Don is in awe of his wife. Of the way she can stand up and challenge those around her to pay attention to obesity. The way she calls for caring and compassion.
"For all the strength she had for dealing with politicians and bureaucrats, she has so much vulnerability. She could move mountains even though she was shaking in her boots."
Don answers the phone.
It is a friend, calling from the hospital. Don needs to come back in.
The friend had dropped in for a visit with Cheryl. But her room is full of doctors and nurses.
Staff are coaxing Cheryl out of bed. They are trying to get her on her feet after days of lying down.
"If you're not particularly mobile, clots will form," says Curnew. As she struggles to sit up, Cheryl complains of having difficulty breathing.

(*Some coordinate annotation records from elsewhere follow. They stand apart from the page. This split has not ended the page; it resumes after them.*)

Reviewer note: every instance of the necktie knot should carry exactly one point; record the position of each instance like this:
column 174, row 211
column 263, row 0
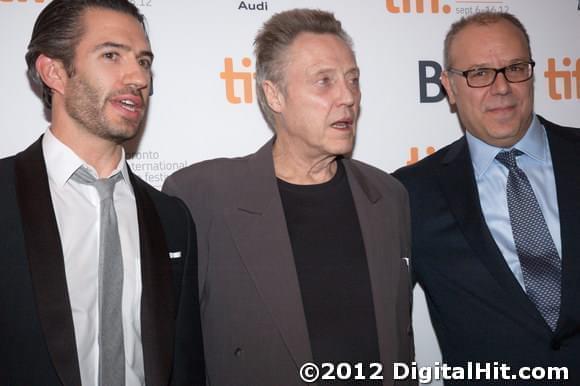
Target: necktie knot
column 105, row 186
column 508, row 158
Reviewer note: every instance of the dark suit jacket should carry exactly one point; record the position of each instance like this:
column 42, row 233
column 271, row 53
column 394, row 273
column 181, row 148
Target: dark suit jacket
column 253, row 321
column 37, row 342
column 478, row 309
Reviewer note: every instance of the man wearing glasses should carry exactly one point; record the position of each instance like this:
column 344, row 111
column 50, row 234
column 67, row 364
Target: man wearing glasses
column 496, row 214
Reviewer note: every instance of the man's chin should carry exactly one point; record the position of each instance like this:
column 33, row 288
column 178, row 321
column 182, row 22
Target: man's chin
column 120, row 136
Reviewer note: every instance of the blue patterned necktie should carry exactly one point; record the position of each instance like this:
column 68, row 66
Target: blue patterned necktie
column 539, row 259
column 111, row 348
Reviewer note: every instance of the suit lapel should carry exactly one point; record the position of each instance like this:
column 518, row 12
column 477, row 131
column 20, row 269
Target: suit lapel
column 259, row 229
column 384, row 270
column 45, row 257
column 457, row 182
column 565, row 160
column 157, row 303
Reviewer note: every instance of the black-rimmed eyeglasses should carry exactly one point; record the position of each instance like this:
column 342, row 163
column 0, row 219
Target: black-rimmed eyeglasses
column 483, row 77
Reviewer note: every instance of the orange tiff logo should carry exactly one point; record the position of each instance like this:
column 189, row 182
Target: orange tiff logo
column 244, row 77
column 404, row 6
column 414, row 154
column 562, row 81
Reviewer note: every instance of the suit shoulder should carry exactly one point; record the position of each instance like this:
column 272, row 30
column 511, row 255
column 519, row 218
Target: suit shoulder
column 208, row 172
column 425, row 167
column 377, row 176
column 567, row 132
column 164, row 203
column 7, row 167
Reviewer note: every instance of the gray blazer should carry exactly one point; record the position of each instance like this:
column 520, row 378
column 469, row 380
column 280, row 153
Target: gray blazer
column 253, row 321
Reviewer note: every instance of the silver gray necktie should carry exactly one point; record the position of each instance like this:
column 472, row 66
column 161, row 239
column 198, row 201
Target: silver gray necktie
column 541, row 265
column 111, row 347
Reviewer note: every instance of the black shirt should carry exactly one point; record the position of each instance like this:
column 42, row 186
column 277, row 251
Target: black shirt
column 333, row 273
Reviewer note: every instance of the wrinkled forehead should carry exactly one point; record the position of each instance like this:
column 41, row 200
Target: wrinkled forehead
column 482, row 43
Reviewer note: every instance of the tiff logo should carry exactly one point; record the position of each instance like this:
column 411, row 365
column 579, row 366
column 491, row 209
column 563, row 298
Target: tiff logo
column 562, row 81
column 244, row 77
column 404, row 6
column 414, row 154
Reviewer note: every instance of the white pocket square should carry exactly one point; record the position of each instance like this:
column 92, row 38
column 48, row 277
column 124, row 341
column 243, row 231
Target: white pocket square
column 175, row 255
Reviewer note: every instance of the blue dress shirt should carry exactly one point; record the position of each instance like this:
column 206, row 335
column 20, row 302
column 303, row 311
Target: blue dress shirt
column 491, row 179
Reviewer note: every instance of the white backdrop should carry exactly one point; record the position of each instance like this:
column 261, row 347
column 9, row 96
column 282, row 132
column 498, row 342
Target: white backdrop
column 193, row 117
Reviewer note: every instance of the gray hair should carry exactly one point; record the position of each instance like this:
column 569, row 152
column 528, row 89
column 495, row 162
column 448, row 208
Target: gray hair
column 275, row 37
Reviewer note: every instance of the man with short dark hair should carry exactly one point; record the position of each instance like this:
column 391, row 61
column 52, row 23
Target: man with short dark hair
column 495, row 215
column 302, row 250
column 97, row 269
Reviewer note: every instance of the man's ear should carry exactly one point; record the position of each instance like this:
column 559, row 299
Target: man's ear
column 52, row 73
column 446, row 82
column 273, row 95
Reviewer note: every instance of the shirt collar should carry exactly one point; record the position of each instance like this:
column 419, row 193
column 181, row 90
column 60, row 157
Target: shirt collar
column 534, row 144
column 62, row 161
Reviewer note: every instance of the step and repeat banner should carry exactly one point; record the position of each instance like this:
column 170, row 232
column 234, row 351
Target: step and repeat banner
column 204, row 103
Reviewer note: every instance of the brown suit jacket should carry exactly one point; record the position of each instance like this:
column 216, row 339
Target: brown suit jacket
column 253, row 321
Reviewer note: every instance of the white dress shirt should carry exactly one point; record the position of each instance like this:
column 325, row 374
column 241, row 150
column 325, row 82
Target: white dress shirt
column 491, row 178
column 77, row 210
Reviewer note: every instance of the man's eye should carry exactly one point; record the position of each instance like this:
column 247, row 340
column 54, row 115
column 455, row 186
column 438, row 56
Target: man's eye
column 110, row 55
column 520, row 67
column 480, row 73
column 145, row 63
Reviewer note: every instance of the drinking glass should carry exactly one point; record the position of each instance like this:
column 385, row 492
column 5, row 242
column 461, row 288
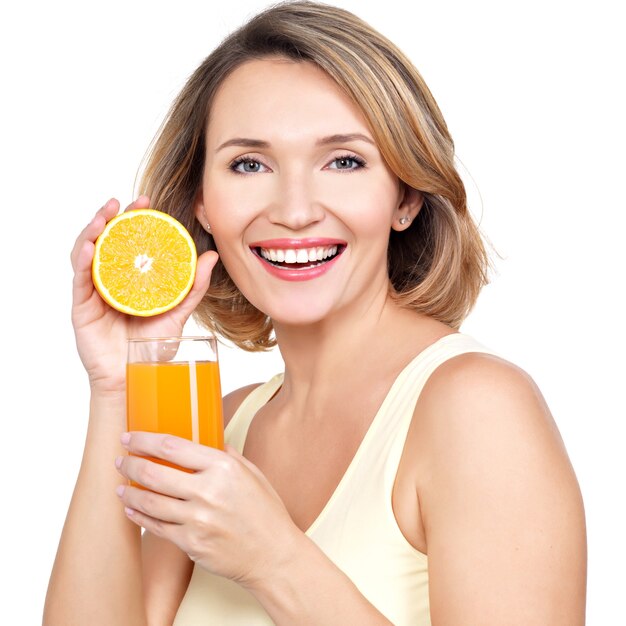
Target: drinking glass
column 173, row 387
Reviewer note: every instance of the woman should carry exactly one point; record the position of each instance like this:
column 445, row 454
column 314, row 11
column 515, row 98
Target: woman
column 397, row 472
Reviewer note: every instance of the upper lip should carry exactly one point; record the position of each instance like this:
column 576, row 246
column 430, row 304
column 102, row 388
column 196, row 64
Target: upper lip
column 295, row 244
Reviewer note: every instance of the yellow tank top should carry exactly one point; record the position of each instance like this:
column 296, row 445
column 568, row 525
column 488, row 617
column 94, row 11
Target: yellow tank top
column 357, row 528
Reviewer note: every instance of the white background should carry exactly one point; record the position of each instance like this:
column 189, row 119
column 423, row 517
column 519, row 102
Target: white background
column 533, row 94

Then she collapses. Her vital signs are lost.
A blood clot, at the top of her right thigh, had broken off and was making its way to her lungs.
"I got there and there was a chaplain in the hall outside her room," Don says, weeping.
"I knew the chaplain was bad news. They were still working on her in the room. So we went to a quiet room at the end of the hall and just waited. It was 10 or 15 minutes before the doctor came in and said they couldn't stop it. They couldn't fix it."
Cherylanne Harvey died four months and 10 days after having the gastric bypass surgery she hoped would save her life.
When she took her last breath, she had lost 120 pounds.
Cheryl's death is not officially considered a surgical mortality. To qualify for that statistical category, she would have had to die within 30 days of her gastric bypass.